Ser criança em Santana do Ipanema nos anos de 1970 era viver dentro de um mundo pequeno que, misteriosamente, tinha a grandeza de um universo inteiro. No sertão alagoano, onde muitos imaginavam que “nada acontecia”, a vida pulsava com força própria — e para os olhos curiosos de uma criança, tudo era gigantesco. As ruas de barro, como a Antônio Tavares, eram estradas para aventuras intermináveis. As manhãs de sábado se abriam em cores, cheiros e vozes na feira livre, onde o mundo parecia chegar de mala e cuia, misturado aos cheiros de milho verde, couro e café fresco.
O rio Ipanema, com suas pequenas ilhas temporárias, se
transformava em estádio, parque e fortaleza. Estudar no Grupo Padre Francisco
Correia, viver o brilho das festas juninas, os fogos que riscavam o céu, os
bailes de carnaval nas tardes de domingo e terça de momo — tudo isso era o
bastante para preencher uma infância inteira de memórias felizes.
E havia o cinema. A sétima arte chegava a Santana com
pompa e encanto. No Cine Alvorada, crianças e adultos viajavam para mundos
distantes através de Teixeirinha e Mary Terezinha, Mazzaropi, Tarzan e Django.
Mas Santana do Ipanema guardava uma surpresa maior, uma que fez o coração da
cidade bater mais forte: ela própria se tornaria cenário de um filme.
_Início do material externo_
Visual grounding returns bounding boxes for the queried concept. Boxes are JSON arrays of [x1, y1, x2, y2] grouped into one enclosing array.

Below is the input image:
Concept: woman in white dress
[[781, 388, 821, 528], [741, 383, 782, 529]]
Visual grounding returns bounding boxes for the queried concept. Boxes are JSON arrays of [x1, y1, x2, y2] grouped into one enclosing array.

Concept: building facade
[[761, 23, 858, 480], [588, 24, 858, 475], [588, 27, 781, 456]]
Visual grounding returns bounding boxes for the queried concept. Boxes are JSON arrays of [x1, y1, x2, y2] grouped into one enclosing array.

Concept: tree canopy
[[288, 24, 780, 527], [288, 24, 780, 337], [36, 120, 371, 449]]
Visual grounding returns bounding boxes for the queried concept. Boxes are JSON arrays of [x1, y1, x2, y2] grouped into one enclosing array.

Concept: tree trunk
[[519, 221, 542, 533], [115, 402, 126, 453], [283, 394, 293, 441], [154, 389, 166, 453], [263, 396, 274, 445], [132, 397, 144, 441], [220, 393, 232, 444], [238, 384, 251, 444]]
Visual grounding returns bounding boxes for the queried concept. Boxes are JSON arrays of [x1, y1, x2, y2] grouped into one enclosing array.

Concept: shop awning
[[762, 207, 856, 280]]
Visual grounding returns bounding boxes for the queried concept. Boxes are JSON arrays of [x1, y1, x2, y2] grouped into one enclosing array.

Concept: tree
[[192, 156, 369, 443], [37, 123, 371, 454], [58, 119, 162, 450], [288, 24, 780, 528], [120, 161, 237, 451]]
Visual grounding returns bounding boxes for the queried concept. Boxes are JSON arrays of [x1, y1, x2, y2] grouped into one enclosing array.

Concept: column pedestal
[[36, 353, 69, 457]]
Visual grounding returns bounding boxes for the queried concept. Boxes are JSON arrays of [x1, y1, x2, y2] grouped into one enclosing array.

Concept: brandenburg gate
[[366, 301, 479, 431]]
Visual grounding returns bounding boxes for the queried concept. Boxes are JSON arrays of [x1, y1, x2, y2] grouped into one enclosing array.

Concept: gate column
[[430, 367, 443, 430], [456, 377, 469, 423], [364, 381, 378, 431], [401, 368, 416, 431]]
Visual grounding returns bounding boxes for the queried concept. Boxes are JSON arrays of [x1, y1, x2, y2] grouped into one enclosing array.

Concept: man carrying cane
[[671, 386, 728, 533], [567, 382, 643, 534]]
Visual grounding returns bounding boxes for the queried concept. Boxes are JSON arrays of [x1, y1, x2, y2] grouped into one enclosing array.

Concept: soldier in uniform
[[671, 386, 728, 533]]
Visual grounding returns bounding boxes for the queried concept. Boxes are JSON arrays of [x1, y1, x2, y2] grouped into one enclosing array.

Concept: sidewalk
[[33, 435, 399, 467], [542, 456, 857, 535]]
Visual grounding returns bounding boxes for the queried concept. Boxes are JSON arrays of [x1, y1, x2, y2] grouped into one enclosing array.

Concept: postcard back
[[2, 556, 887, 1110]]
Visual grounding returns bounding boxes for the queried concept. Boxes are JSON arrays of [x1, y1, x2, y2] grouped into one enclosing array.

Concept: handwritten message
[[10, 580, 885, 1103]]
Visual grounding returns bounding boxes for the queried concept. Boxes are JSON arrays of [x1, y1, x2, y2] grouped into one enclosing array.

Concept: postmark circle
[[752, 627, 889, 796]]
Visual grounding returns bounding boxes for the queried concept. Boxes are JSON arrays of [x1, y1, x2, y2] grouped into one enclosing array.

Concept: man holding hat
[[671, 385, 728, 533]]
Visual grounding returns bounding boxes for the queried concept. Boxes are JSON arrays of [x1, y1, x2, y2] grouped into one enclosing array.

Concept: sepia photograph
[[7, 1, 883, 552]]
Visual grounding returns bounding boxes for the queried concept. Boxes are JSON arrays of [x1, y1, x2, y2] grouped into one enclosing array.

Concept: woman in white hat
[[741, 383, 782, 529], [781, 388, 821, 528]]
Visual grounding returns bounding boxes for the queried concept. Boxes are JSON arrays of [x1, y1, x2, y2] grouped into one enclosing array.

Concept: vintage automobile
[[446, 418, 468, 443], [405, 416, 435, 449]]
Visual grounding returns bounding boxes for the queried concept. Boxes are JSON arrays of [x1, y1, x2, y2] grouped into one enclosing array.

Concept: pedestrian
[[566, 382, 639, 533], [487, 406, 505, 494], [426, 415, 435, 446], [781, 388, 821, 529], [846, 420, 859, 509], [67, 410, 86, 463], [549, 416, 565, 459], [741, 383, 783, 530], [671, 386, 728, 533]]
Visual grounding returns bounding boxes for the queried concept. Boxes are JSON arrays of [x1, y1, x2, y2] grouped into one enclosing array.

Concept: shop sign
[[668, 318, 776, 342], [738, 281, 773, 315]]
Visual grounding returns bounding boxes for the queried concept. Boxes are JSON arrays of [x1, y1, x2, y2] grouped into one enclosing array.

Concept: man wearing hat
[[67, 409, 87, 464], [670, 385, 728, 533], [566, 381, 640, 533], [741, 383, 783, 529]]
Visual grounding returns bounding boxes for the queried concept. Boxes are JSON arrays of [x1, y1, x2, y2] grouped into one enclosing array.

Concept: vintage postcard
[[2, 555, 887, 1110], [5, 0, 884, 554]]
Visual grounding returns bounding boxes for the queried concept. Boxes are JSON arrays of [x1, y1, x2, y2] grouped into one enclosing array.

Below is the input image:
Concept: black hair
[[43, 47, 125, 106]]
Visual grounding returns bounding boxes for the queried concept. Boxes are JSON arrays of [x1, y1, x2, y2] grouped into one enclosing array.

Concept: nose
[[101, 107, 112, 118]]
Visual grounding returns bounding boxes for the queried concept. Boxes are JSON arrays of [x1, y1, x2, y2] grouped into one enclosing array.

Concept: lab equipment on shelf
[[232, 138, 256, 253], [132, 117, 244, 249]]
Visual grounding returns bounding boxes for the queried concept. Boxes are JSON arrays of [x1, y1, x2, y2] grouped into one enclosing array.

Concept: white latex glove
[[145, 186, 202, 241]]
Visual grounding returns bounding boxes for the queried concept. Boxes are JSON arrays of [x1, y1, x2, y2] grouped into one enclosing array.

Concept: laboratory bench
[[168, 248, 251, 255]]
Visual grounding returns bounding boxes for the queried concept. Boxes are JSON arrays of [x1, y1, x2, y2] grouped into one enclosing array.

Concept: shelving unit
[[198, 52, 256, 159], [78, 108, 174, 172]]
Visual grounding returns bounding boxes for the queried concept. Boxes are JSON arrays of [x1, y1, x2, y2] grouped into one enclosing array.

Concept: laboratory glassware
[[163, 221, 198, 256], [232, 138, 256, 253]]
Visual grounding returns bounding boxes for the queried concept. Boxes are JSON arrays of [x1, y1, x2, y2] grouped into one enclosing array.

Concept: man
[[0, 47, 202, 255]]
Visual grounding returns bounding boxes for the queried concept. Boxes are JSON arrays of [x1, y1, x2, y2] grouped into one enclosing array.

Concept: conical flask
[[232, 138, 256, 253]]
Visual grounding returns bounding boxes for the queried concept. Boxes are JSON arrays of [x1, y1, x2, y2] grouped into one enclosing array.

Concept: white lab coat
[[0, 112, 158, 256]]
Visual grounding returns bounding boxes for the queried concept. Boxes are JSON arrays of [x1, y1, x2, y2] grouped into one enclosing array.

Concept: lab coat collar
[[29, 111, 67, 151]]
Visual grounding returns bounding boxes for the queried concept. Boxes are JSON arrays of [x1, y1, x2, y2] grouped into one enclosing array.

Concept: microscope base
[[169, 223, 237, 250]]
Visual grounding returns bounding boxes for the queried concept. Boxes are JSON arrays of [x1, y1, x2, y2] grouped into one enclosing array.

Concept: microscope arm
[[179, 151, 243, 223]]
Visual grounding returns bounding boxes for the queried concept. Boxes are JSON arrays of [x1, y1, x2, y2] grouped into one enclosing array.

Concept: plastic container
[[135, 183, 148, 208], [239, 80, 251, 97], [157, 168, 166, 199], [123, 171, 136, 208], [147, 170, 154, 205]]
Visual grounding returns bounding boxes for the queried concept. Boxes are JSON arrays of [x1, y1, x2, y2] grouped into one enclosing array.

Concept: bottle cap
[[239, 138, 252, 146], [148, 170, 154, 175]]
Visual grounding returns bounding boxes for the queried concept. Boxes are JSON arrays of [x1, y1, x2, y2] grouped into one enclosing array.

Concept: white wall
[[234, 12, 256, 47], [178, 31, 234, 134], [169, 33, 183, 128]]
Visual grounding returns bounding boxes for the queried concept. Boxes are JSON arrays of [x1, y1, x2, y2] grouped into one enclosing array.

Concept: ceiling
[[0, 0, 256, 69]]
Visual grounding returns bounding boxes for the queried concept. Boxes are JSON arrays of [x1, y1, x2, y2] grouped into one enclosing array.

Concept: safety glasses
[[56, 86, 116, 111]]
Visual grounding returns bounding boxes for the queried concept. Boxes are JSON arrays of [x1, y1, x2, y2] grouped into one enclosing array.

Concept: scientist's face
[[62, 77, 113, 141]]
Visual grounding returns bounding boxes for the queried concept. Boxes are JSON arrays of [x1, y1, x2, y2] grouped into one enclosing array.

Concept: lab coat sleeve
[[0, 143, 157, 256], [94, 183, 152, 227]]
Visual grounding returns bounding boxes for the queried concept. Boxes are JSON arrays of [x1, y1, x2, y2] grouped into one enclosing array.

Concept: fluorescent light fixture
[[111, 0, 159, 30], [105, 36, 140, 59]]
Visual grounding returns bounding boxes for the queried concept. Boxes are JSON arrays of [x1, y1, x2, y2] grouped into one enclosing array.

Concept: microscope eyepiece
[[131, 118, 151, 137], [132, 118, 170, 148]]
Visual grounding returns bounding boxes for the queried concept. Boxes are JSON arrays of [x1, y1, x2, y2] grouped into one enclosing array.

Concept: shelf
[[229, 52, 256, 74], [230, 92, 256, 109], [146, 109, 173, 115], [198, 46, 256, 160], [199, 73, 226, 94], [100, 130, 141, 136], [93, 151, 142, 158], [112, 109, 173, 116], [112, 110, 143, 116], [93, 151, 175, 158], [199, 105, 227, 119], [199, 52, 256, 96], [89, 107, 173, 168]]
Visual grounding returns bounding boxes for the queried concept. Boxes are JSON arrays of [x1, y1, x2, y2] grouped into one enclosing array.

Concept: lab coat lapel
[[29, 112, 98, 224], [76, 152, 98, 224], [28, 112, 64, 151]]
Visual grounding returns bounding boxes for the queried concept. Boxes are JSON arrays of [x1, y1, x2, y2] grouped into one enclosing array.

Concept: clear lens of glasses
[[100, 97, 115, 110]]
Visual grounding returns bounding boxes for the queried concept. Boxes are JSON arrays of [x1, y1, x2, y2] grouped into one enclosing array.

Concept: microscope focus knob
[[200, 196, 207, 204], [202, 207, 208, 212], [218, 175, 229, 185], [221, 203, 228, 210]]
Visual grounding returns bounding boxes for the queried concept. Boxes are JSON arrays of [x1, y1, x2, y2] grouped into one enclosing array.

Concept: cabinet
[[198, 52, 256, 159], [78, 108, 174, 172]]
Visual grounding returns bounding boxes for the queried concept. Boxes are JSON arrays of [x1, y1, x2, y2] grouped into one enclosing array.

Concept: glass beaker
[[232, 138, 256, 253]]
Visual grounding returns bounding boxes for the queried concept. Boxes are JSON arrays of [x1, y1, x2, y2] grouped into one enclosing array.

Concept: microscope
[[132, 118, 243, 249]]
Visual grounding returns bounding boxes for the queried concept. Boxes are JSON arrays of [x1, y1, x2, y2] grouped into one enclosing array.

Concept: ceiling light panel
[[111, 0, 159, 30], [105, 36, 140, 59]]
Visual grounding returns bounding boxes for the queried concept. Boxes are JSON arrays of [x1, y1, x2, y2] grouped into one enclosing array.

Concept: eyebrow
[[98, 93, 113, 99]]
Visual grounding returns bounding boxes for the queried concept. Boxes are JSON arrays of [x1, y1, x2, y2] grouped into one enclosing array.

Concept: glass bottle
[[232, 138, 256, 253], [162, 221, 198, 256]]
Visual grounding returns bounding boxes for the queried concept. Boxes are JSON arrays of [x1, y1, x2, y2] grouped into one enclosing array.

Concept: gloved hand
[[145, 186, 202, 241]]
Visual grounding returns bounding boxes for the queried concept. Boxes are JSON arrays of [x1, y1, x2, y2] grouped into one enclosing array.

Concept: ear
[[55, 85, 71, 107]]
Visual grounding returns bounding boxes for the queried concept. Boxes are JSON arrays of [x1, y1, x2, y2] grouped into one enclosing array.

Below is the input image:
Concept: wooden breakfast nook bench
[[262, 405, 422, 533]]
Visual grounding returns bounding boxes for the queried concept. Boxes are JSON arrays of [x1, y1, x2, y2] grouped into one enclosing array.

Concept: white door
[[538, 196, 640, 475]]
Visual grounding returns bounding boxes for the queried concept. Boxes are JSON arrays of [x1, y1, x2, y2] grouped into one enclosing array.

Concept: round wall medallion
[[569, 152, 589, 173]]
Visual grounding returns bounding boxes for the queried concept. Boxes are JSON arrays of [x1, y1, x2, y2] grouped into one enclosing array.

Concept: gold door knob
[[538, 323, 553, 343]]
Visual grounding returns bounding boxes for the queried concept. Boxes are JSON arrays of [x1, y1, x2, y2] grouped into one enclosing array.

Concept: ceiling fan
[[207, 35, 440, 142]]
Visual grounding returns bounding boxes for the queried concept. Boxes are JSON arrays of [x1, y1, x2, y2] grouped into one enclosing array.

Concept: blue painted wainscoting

Quando Aécio Andrade escolheu Santana para gravar “A
Volta pela Estrada da Violência”, o primeiro longa-metragem alagoano, a cidade
viveu dias de pura magia. Homens, mulheres e, sobretudo, crianças acompanharam
as filmagens como quem presencia um sonho se materializar. Muitos se tornaram
figurantes, orgulhosos de emprestar seus rostos, suas roupas simples e sua
espontaneidade ao cinema brasileiro.
Uma das cenas mais marcantes tomou forma diante dos olhos
da população: a chegada dos filhos da protagonista, mortos, carregados em caçuás
sobre cavalos. A gravação começou na ponte nova e avançou pela Rua do Comércio,
subindo a Barão do Rio Branco até chegar à imponente Igreja Matriz de Senhora
Santana. Ali, diante da escadaria centenária, encerrou-se a sequência — sob os
olhares atentos de uma multidão que, por alguns instantes, sentiu-se parte de
Hollywood.
Naqueles dias, Santana do Ipanema percebeu que o mundo
era, sim, muito maior — mas que ela também podia ser grande. O sertão ganhava
projeção nacional, e suas crianças ganhavam histórias para guardar para sempre
em seus baús mais preciosos: as lembranças da vida.
Porque ser criança em Santana nos anos 1970 era isso:
descobrir que até nos cantos mais esquecidos do mapa, a grandeza também
acontece — e, às vezes, vira cinema.